In MySQL, If I have a list of date ranges (range-start and range-end). e.g.
10/06/1983 to 14/06/1983
15/07/1983 to 16/07/1983
18/07/1983 to 18/07/1983
And I want to check if another date range contains ANY of the ranges already in the list, how would I do that?
e.g.
06/06/1983 to 18/06/1983 = IN LIST
10/06/1983 to 11/06/1983 = IN LIST
14/07/1983 to 14/07/1983 = NOT IN LIST
This is a classical problem, and it's actually easier if you reverse the logic.
Let me give you an example.
I'll post one period of time here, and all the different variations of other periods that overlap in some way.
|-------------------| compare to this one
|---------| contained within
|----------| contained within, equal start
|-----------| contained within, equal end
|-------------------| contained within, equal start+end
|------------| not fully contained, overlaps start
|---------------| not fully contained, overlaps end
|-------------------------| overlaps start, bigger
|-----------------------| overlaps end, bigger
|------------------------------| overlaps entire period
on the other hand, let me post all those that doesn't overlap:
|-------------------| compare to this one
|---| ends before
|---| starts after
So if you simple reduce the comparison to:
starts after end
ends before start
then you'll find all those that doesn't overlap, and then you'll find all the non-matching periods.
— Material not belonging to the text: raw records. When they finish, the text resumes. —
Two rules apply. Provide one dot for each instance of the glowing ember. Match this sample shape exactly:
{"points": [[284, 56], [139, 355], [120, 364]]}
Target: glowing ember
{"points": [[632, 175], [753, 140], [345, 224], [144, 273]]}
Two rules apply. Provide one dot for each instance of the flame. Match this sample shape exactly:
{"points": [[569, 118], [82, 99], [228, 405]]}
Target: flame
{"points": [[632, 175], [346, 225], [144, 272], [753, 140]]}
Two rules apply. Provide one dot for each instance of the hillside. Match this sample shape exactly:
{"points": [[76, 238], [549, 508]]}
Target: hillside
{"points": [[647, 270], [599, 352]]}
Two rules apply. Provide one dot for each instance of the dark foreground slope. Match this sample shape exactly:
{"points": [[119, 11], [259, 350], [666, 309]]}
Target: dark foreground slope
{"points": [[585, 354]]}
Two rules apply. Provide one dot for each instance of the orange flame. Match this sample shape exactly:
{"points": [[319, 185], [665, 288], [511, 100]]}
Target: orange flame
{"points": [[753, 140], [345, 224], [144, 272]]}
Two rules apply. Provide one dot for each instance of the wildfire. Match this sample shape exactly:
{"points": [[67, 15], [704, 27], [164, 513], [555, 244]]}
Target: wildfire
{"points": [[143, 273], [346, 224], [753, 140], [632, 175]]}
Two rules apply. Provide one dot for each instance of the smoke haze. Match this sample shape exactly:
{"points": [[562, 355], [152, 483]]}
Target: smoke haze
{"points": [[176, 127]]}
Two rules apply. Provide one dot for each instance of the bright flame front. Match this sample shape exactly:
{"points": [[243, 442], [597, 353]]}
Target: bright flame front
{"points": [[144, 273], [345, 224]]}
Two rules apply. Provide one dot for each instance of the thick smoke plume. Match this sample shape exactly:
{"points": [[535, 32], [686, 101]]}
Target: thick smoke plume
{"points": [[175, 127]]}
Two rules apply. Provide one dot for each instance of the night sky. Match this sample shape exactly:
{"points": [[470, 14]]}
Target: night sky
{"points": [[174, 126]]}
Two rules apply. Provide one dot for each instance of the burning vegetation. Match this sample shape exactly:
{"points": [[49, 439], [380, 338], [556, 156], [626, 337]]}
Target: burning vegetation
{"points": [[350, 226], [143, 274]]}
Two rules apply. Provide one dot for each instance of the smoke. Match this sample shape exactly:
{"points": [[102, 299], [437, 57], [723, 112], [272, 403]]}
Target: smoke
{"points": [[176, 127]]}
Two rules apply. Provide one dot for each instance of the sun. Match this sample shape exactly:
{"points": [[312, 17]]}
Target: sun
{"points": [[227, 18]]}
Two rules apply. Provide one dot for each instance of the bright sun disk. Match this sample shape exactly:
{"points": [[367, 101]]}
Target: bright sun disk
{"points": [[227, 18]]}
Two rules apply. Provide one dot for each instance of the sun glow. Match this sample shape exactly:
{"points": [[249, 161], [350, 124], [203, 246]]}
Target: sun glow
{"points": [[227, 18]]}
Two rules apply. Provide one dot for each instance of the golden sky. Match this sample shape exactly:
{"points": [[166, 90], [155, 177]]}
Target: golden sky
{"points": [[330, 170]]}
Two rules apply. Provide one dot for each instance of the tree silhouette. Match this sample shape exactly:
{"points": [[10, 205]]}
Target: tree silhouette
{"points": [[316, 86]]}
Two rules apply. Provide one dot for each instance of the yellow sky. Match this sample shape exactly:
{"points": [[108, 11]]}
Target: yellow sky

For your final NOT IN LIST example, you can see that it matches those two rules.
You will need to decide wether the following periods are IN or OUTSIDE your ranges:
|-------------|
|-------| equal end with start of comparison period
|-----| equal start with end of comparison period
If your table has columns called range_end and range_start, here's some simple SQL to retrieve all the matching rows:
SELECT *
FROM periods
WHERE NOT (range_start > #check_period_end
OR range_end < #check_period_start)
Note the NOT in there. Since the two simple rules finds all the non-matching rows, a simple NOT will reverse it to say: if it's not one of the non-matching rows, it has to be one of the matching ones.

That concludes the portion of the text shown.